- Yangliupu Township Location in Hunan
- Coordinates: 29°34′01″N 111°07′41″E﻿ / ﻿29.56694°N 111.12806°E
- Country: People's Republic of China
- Province: Hunan
- Prefecture-level city: Zhangjiajie
- County: Cili

Area
- • Total: 108 km^{2} (42 sq mi)

Population
- • Total: 23,000
- • Density: 210/km^{2} (550/sq mi)
- Time zone: UTC+8 (China Standard)
- Area code: 0744

= Yangliupu =

Yangliupu Township (杨柳铺乡 (楊柳鋪鄉, Yángliǔpū Xiāng)) is a rural township in Cili County, Hunan Province, People's Republic of China.

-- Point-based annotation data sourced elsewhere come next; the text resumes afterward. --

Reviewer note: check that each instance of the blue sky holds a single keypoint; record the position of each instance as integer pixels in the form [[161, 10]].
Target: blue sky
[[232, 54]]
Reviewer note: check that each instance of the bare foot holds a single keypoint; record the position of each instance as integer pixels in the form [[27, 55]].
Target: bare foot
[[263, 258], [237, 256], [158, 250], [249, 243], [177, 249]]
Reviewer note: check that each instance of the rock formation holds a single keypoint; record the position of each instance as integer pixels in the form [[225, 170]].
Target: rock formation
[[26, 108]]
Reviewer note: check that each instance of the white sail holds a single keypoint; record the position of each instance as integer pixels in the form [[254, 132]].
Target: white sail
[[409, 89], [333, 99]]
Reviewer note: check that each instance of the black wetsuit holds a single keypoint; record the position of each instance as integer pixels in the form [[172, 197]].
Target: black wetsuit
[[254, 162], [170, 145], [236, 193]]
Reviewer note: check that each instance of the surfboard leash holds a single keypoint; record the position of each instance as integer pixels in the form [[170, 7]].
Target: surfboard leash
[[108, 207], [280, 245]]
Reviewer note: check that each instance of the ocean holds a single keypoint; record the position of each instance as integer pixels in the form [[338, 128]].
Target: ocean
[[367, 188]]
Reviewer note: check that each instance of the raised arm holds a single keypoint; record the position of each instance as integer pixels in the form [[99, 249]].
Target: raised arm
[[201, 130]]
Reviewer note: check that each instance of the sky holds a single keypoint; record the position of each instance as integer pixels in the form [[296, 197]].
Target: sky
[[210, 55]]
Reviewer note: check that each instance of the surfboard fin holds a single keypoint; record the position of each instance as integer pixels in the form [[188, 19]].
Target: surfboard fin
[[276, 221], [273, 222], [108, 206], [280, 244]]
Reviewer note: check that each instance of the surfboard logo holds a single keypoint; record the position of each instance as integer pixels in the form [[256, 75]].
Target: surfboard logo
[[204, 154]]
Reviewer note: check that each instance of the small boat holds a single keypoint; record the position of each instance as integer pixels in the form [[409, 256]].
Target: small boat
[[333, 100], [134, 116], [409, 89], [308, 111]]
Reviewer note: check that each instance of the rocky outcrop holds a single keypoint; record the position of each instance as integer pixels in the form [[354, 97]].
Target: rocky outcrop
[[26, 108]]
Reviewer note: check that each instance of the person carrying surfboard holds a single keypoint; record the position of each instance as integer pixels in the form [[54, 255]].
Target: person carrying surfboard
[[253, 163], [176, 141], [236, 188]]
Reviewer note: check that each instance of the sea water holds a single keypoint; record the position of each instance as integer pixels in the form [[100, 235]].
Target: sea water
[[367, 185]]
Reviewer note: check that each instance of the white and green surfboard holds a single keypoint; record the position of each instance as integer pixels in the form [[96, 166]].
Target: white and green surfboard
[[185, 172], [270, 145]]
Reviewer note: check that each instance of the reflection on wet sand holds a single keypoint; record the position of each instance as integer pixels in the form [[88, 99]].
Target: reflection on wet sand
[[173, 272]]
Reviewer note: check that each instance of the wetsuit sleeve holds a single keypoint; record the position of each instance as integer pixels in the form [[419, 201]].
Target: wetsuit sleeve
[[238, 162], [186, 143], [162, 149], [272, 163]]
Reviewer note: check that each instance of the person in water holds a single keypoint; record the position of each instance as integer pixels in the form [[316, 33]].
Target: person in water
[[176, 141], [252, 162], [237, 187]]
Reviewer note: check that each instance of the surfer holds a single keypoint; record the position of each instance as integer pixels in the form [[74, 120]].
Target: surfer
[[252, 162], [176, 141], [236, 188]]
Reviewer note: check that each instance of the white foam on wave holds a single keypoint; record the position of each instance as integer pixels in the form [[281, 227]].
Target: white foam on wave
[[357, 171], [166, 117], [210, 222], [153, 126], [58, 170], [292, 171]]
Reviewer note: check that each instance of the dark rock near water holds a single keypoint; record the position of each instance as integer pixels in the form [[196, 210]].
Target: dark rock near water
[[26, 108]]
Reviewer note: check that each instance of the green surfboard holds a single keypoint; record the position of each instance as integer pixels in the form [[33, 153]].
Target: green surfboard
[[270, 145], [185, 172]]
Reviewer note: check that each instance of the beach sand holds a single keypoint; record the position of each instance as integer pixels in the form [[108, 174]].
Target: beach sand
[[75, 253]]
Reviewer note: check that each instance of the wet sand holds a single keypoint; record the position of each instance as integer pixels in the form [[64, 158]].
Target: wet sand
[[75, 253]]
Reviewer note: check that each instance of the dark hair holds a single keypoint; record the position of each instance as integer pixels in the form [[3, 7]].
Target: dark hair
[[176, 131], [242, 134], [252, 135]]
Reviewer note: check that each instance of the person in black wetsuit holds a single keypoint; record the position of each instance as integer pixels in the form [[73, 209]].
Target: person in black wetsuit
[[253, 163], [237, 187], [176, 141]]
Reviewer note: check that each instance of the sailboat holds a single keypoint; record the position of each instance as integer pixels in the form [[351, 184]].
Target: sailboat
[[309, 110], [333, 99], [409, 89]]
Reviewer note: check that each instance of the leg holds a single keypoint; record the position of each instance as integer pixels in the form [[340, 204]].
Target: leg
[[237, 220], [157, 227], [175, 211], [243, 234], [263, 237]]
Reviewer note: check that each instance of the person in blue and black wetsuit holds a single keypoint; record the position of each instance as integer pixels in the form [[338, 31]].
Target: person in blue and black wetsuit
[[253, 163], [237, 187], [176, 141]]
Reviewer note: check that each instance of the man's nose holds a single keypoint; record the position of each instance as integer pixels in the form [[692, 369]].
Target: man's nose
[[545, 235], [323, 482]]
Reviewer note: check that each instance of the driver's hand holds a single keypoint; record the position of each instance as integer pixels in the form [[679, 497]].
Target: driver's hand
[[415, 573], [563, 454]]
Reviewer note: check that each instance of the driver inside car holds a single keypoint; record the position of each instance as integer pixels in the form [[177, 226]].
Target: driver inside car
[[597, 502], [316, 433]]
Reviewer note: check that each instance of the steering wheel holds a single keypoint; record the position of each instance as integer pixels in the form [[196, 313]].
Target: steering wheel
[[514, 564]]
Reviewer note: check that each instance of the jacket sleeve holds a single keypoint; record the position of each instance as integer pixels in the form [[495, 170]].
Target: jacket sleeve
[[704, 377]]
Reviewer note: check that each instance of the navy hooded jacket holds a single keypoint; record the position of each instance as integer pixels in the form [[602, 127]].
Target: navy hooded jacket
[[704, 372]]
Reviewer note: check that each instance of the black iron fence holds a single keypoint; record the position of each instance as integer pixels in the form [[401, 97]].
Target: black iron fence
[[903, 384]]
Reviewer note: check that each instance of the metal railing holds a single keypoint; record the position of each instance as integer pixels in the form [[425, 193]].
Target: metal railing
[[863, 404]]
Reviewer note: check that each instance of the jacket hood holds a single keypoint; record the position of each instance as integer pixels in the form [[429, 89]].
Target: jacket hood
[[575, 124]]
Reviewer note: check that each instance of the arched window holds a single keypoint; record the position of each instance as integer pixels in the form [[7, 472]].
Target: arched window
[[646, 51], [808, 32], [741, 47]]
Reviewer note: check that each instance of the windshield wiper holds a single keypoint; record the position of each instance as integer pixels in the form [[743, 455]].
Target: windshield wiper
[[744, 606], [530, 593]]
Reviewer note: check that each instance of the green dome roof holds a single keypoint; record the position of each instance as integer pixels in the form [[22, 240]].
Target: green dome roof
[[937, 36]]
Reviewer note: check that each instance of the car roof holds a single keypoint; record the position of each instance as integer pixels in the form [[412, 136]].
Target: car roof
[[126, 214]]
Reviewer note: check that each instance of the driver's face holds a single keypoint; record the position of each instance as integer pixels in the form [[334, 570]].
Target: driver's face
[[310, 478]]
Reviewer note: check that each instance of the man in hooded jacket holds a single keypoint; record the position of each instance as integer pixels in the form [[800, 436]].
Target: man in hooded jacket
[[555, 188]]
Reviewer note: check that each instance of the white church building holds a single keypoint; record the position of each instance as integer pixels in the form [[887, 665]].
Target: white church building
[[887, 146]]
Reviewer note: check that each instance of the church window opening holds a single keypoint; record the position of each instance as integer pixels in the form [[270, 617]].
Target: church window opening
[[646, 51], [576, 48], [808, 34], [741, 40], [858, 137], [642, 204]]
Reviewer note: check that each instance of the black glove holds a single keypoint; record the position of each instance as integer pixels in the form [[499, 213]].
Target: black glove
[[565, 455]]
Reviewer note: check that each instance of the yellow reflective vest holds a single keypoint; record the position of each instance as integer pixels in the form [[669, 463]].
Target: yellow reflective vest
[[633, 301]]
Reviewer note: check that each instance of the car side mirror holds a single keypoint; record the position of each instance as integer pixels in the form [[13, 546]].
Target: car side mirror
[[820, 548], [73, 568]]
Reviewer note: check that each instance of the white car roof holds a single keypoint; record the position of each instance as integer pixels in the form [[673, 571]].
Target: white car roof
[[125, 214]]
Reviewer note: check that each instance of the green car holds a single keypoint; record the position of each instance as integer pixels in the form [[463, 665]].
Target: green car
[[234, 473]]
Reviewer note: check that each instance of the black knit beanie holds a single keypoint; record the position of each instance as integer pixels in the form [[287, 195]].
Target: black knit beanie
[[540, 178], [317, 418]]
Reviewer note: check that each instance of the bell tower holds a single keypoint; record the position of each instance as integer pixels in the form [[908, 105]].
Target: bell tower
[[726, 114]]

==Administrative divisions==
The township is divided into 23 villages and 2 communities, which include the following areas: Yangliupu Community, Yangxi Community, Chaxi Village, Siqiao Village, Xinpu Village, Fuxing Village, Sanhe Village, Xiaokeng Village, Lashu Village, Changwan Village, Kangzhuang Village, Zhongxi Village, Longyue Village, Yongsheng Village, Heye Village, Baojing Village, Xiangyu Village, Nanshan Village, Heyu Village, Shenping Village, Zhongguang Village, Huayue Village, Pingfeng Village, Yuanyang Village, and Jianzhuang Village (杨柳铺社区、杨溪社区、岔溪村、四桥村、新铺村、复兴村、三合村、小坑村、腊树村、长湾村、康庄村、中溪村、龙跃村、永圣村、荷叶村、宝景村、向峪村、南山村、荷峪村、申坪村、中广村、华岳村、坪峰村、鸳鸯村、俭庄村).